Kipchoge defends barrier-busting Nike shoe
- The Nike Zoom Vaporly shoe has turned to be the centre of controversy with some claiming the shoe gives an added advantage in comparison to other footwears
- As reports indicate, the shoes boast of Nike’s ultra-light, ultra-responsive ZoomX technology to help with unprecedented levels of responsive cushioning
World marathon record holder Eliud Kipchoge has brushed off the critics of the Nike shoe he used to run the INEOS challenge- where he became the first human to complete a marathon race in under two hours after clocking 1:59.40.
The Nike Zoom Vaporly shoe has turned to be the centre of controversy with some claiming the shoe gives an added advantage in comparison to other footwears.
As reports indicate, the shoes boast of Nike’s ultra-light, ultra-responsive ZoomX technology to help with unprecedented levels of responsive cushioning.
It also has a highly-efficient carbon-fibre plate in the midsole which prevents energy loss to power a person’s strides.
According to the Telegraph Sport, Industry insiders have suggested the prototype version of Nike’s latest edition Vaporfly shoe – the Alphafly – which Kipchoge wore when completing a marathon distance in one hour, 59 minutes and 40 seconds last October, could provide a boost double that.

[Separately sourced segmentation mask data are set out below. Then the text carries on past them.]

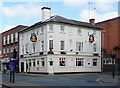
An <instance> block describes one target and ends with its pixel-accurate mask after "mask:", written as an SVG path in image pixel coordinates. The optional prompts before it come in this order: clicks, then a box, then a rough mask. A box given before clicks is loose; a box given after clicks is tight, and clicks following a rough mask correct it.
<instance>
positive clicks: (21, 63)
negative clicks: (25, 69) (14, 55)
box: [21, 62, 24, 72]
mask: <svg viewBox="0 0 120 88" xmlns="http://www.w3.org/2000/svg"><path fill="white" fill-rule="evenodd" d="M21 72H24V62H21Z"/></svg>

However, as quoted by the Telegraph Sport, Kipchoge has laughed off the claims, choosing to draw comparison of the shoe to the cars being used in Formula One.
“They are fair,” he said. “I trained hard. Technology is growing and we can’t deny it – we must go with technology. In Formula 1, Pirelli issues the tyres to all the cars but Mercedes are the best one. Why? It’s the engine. It’s the person.

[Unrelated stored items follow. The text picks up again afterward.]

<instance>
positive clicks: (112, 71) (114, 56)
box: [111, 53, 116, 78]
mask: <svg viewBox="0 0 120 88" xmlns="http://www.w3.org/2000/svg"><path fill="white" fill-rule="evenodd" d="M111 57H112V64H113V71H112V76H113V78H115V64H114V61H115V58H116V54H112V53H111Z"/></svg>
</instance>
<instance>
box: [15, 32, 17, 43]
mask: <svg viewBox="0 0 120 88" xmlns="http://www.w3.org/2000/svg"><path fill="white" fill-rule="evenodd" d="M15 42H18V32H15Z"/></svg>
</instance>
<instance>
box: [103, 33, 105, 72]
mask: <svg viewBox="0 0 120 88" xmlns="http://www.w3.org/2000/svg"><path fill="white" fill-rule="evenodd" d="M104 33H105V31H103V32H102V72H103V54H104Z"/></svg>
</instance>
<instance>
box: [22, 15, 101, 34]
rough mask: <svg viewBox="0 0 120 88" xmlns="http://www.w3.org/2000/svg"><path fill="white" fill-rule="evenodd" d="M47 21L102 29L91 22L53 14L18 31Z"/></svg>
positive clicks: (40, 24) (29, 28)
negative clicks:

So, for those that are against the shoe, it’s the person who is running, not the shoe. It’s the person driving, not the person making the tyres,” Kipchoge said.
It is not only Kipchoges’s shoe that is under the question. In October, Brigid Kosgei smashed the women’s marathon world record after running 2:14:04 to lower Britain’s Paula Radcliffe record of 2:15:25 which had stood for 16 years.
At the time Kosgei wore a modified Vaporfly Next% shoes which contain thick soles and carbon plates. Independent studies have found they offer an improvement in running economy of up to four per cent compared to other leading racing shoes.
The Daily Mail is already claiming that the shoe cloud be banned leading on the uncertainty whether the world record will stand.
According to the United Kingdom-based news agency, the contentious issue is the foam and carbon-fibre composition of the sole, which acts like a spring to help runners get the most forward push from each stride.
A technical body looking into the Nike shoes are set to deliver their findings at the end of this month.
The World Athletics governing body is yet to issue a statement on the same however according to its competition rule 143- “any type of shoe used must be reasonably available to all in the spirit of the universality of athletics. Shoes must not be constructed so as to give athletes any unfair assistance or advantage”.